Белинский замечает, что "сам выбор предмета свидетельствует о состоянии духа поэта, недовольного современною действительностью и перенесшегося от нее в далекое прошедшее, чтоб там искать жизни, которой он не видит в настоящем". Но вряд ли искал Лермонтов одной лишь этой жизни. Почти буквальная схожесть речи Калашникова к царю, что ответ он будет давать только перед богом единым, и лирическая отповедь самого Лермонтова толпе в стихотворении "Я не хочу, чтоб свет узнал…", что ему судья - "лишь Бог да совесть", говорит совсем о другом. О том, что поэт - в поиске своей духовной основы, своих земных корней, истоков собственного характера, - потому и уходит в глубины русской истории. И русская летопись, русская былина рассказывает ему - о нем же самом - всю правду…
5
Словно предчувствуя свой недолгий путь - теперь уже на виду у всех - Лермонтов обозначил для читателя - и для себя самого - что он по-настоящему любит и ценит: героев, богатырей, которые не созерцают, но действуют.

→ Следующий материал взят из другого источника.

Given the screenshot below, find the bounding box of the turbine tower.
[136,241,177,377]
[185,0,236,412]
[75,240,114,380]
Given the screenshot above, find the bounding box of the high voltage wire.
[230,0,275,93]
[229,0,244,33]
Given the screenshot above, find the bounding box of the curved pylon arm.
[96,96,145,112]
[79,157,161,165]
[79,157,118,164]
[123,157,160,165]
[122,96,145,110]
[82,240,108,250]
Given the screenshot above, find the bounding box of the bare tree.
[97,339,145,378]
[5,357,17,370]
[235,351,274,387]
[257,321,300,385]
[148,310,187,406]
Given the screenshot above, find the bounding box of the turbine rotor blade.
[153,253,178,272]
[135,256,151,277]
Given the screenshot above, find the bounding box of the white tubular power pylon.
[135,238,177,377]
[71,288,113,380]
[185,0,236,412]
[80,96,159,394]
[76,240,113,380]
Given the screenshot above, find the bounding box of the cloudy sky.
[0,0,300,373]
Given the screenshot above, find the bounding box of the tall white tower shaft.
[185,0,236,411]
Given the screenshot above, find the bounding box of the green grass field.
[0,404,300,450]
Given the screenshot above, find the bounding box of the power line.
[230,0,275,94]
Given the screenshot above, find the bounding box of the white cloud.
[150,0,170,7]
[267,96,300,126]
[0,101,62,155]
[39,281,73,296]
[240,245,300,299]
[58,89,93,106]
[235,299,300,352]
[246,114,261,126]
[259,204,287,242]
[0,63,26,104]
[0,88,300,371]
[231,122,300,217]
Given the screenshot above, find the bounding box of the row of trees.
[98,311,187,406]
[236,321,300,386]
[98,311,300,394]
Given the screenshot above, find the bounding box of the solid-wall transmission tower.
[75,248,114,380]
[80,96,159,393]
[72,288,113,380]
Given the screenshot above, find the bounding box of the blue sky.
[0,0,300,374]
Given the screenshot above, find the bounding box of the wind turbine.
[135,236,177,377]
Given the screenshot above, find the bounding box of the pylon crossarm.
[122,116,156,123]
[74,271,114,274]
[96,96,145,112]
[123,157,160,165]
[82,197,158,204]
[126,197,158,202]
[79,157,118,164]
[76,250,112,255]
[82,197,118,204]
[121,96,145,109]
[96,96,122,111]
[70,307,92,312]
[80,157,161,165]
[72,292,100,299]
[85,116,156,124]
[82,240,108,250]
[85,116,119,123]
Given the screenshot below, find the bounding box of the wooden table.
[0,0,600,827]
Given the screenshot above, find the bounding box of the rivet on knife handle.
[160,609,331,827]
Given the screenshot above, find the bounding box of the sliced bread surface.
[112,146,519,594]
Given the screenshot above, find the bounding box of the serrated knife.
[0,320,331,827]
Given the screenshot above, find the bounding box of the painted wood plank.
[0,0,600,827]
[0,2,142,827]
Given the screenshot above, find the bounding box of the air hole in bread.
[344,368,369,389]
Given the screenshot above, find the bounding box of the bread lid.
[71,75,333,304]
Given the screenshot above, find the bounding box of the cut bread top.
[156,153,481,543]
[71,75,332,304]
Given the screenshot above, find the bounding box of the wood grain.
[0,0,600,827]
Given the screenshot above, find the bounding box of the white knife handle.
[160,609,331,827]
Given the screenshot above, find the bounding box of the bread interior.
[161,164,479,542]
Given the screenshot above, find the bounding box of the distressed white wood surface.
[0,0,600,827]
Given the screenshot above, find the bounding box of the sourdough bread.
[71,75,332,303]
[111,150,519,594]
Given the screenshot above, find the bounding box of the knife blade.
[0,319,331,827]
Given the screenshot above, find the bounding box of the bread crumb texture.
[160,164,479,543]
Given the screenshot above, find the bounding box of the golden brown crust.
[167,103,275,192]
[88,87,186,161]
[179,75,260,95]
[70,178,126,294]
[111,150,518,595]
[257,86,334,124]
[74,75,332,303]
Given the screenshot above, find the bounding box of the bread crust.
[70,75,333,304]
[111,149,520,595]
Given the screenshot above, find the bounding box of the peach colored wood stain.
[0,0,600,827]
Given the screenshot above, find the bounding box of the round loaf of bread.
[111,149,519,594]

А не точно ли таков был он и сам…
Спустя три года после гибели Лермонтова Белинский, не скрывая изумления, писал:
"Он действовал на литературном поприще не более каких-нибудь четырех лет, а между тем в это короткое время успел обратить на свой талант удивленные взоры целой России; на него тотчас же стали смотреть как на великого поэта… И такой успех получить после Пушкина!.."
Невидимая брань, война, сопровождала его повсюду - и литература, конечно же, не была исключением. Отсюда и символы в стихах:
Люблю тебя, булатный мой кинжал,
Товарищ светлый и холодный…Ты дан мне в спутники, любви залог немой,
И страннику в тебе пример не бесполезный:
Да, я не изменюсь и буду тверд душой,
Как ты, как ты, мой друг железный.("Кинжал", 1838)
После Кавказа Петербург показался ему холодным, скучным и пресным, даром что враг стал незрим, растворившись в блеске и соблазнах света.
"…мне смертельно скучно…" (Из письма к Марии Лопухиной, февраль 1838 г.)
"Я здесь по-прежнему скучаю; как быть? Покойная жизнь для меня хуже. Я говорю покойная, потому что учения и маневры производят только усталость…
Если ты поедешь на Кавказ, то это, я уверен, принесет тебе много пользы физически и нравственно: ты вернешься поэтом… Не знаю, как у вас, а здесь мне после Кавказа все холодно, когда другим жарко, а уж здоровее того, как я теперь, кажется быть невозможно…" (Из письма к Святославу Раевскому, июнь 1838 г.)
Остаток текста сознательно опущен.